Those of you who have read The Art & Craft of Fiction know that I first came to tightly-structured plot through Syd Field’s great book on scriptwriting, Screenplay.
Field is one of the top two scriptwriting teachers in Hollywood.
The other is Robert McKee.
So last year I finally read Story, McKee’s canonical work on writing. I know—kind of late to the party. McKee is credited with naming and defining such essential writing techniques as the ‘inciting incident,’ ‘plot points,’ and ‘set-ups and pay-offs.’ He’s been doing this work forever, and his name is probably the best-known and most-revered among scriptwriters. It’s worth knowing what McKee has to say.
However, I actually learned to use three-act structure for fiction from Field. When I wrote about three-act design in The Art & Craft of Fiction in 2010, structure was a dirty word in the online writing community. ‘Pantsing’ was the popular mode of creating stories. And prose structure based upon scriptwriting was considered just ridiculous. So I had mixed feelings about venturing into the piranha-infested waters of the blogosphere with what I already knew was an unpopular idea.
I did it.
But I was wary.
And I got pushback. “Entirely different forms!” I was told. “Novels and scripts can’t compare to each other.” “Don’t confuse yourself by writing for the wrong audience!” With perhaps the most insidious and spectacular of bad advice: “Don’t plot.
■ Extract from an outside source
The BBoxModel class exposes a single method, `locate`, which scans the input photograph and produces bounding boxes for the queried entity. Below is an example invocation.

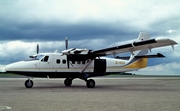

It sucks the creative juice out of your story.”
By now we all know that this is craziness. Both forms of storytelling rely heavily upon dialog to establish and develop character while illuminating subtext; both are best shown in scenes rather than exposition*; and both need solidly-designed structure.
I’m not sure why, but these things were either unknown or simply ignored by a lot of writing teachers in those heady days of the mass explosion of aspiring writers onto the publishing scene, when the number of people hoping to become professional writers escalated so quickly that new writing terms had to be invented: “POV,” “WIP,” “pantsing.” (Writers who have been writing since before that era even now don’t necessarily know what those terms mean—they’ve only existed since the birth of mainstream blogging and its attendant rise in aspiring authorhood.)
Now there are plenty of books on writing that address structure. And this matters. . .because structure is the most important thing, I believe, that Robert McKee ever contributed to the teaching of our craft.
So check him out: An Interview with Robert McKee
* In fiction, exposition is a type of narrative summary that ‘exposes’ anything the reader can’t get from the sensory experience of a scene. In screenwriting, though, everything is set in scenes—so exposition is a term used for explanation and/or background information, which usually appears in dialog. And in playwriting, exposition refers to the second act, in which the first act is illuminated through essential backstory.